Any thoughts? What am I missing?
the Council plan shows a nice theoretically sweeping path that goes right up the steepest part of the reserve (I don’t know how far they have thought the project out yet). I like my MS Paint version better – less direct as the crow flies, but it seems a lot less steep overall and would leave more of the park intact for other uses (it has zero facilities of any kind right now).
It’s hard to envisage it without being there and streetview isn’t quite adequate, but the council plan is what I’d choose – it is the steepest part, yes, but it’s hugging the ridge more than dropping down through the middle of the reserve would, and it also means no crossing. There’s no avoiding the Ian McKinnon climb (without bypassing Upper Queen St and K-Rd altogether, a hopeful idea that I doubt will ever come to fruition), but at least it can be a single climb. Your alternative does go right through the very lowest point in the park. But it would be cheaper :-). 2 million? Cripes. But then their vision is of a real cycleway, with complete separation. At the top, you’re also one less crossing from the city. It would cut out a big climb and 2 crossings.
But thanks for the picture, it’s worth a thousand words, makes it clear just how simple what is being asked for is.
I think if it actually happened the biggest trouble is that it would become a popular pedestrian thoroughfare :-)
I seem to remember you singing the praises of the one you hacked up :-)
Yup, I did get a lot of use out of one of them, but as I got stronger I found the good quality pedal-only one I had to be easier to use, since my riding had quite variable range and I was really only getting 25km around Auckland at best on the electric, before I was carrying a really heavy bike around. But I believe that ranges have improved a lot with newer battery tech.
I think most of the legal ones have a rough speed limit built in, due to the power output limits. That limit is significantly slower than what a good rider can achieve by pedaling (I think it's around 24-25km/h, compared to 30km/h for a strong rider), and I found it virtually impossible to improve upon through extra effort. So I'd overtake people on hills and fall behind on the flat. It didn't encourage the continual effort that pedal-only does, you can just sit on it like a motorbike on the flat (some designs force you to pedal, though). As the exercise angle became more important to me, the electric stayed in the garage more, until eventually I sold it (for the same price I bought it for).
Going up and down is what uses up the power, btw. Quoted ranges on the flat bear little resemblance to Auckland distances. Also since the weight of the rider is a significant fraction of the load (more then 2/3rds of it in my case), rider weight makes a big difference to the range.
But even my bike would have been fine over the 16km round trip Tom is talking about. I purchased it for $300 second-hand off TradeMe. It was very good for taking the kids on the back - Marcus saw a lot of Auckland from the back of it.

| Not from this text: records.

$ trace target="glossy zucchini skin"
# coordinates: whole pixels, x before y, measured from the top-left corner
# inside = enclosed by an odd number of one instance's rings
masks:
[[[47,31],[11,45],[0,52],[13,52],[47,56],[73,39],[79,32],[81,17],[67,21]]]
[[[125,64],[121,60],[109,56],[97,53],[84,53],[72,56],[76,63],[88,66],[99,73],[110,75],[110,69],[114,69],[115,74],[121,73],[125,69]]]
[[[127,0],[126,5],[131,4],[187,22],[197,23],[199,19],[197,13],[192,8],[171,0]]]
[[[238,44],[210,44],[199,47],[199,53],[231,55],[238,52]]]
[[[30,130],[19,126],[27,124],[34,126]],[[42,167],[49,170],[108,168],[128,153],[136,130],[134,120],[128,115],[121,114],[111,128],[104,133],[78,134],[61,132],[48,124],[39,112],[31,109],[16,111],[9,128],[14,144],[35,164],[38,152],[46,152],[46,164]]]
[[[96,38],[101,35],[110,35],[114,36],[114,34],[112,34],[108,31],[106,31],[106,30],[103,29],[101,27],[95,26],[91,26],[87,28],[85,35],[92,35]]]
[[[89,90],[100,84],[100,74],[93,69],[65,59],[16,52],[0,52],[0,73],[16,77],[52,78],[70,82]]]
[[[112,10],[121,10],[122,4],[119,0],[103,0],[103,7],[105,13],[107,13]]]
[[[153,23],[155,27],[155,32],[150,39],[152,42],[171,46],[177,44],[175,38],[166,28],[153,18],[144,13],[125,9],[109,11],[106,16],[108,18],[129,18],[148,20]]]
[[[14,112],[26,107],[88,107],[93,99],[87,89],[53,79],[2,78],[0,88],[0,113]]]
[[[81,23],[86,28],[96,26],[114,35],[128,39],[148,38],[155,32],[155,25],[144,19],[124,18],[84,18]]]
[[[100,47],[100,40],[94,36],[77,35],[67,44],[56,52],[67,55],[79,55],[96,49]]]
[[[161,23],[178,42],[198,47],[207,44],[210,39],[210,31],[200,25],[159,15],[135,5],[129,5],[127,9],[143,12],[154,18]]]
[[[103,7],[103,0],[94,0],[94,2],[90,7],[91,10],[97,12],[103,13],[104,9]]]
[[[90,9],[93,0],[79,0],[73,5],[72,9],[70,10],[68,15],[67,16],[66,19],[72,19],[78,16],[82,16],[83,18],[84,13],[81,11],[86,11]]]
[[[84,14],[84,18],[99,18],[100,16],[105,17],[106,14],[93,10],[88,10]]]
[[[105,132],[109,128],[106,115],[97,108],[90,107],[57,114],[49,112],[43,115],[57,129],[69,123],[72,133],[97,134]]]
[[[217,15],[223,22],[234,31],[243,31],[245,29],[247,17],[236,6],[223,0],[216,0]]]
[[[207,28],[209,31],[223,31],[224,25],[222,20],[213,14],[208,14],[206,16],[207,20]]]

I think they're pretty cool, but there are reasons why they haven't yet taken over. Putting one in the back of the van or getting it up a flight of stairs, or lifting it over something was very difficult. Getting anyone to work on the electrics was impossible. Changing a rear tire myself was very difficult. And I always had its level of charge on my mind, even when relaxing at home. You have to treat batteries right or they die. I was hardly going to leave it parked anywhere that casual theft was a concern.
Many of these factors have improved, except for the basic heaviness of the bikes (as you note). That really is necessary, because the bike frame is carrying a lot of weight. On the other hand, a heavier sturdier bike with fat tyres is probably a bit safer.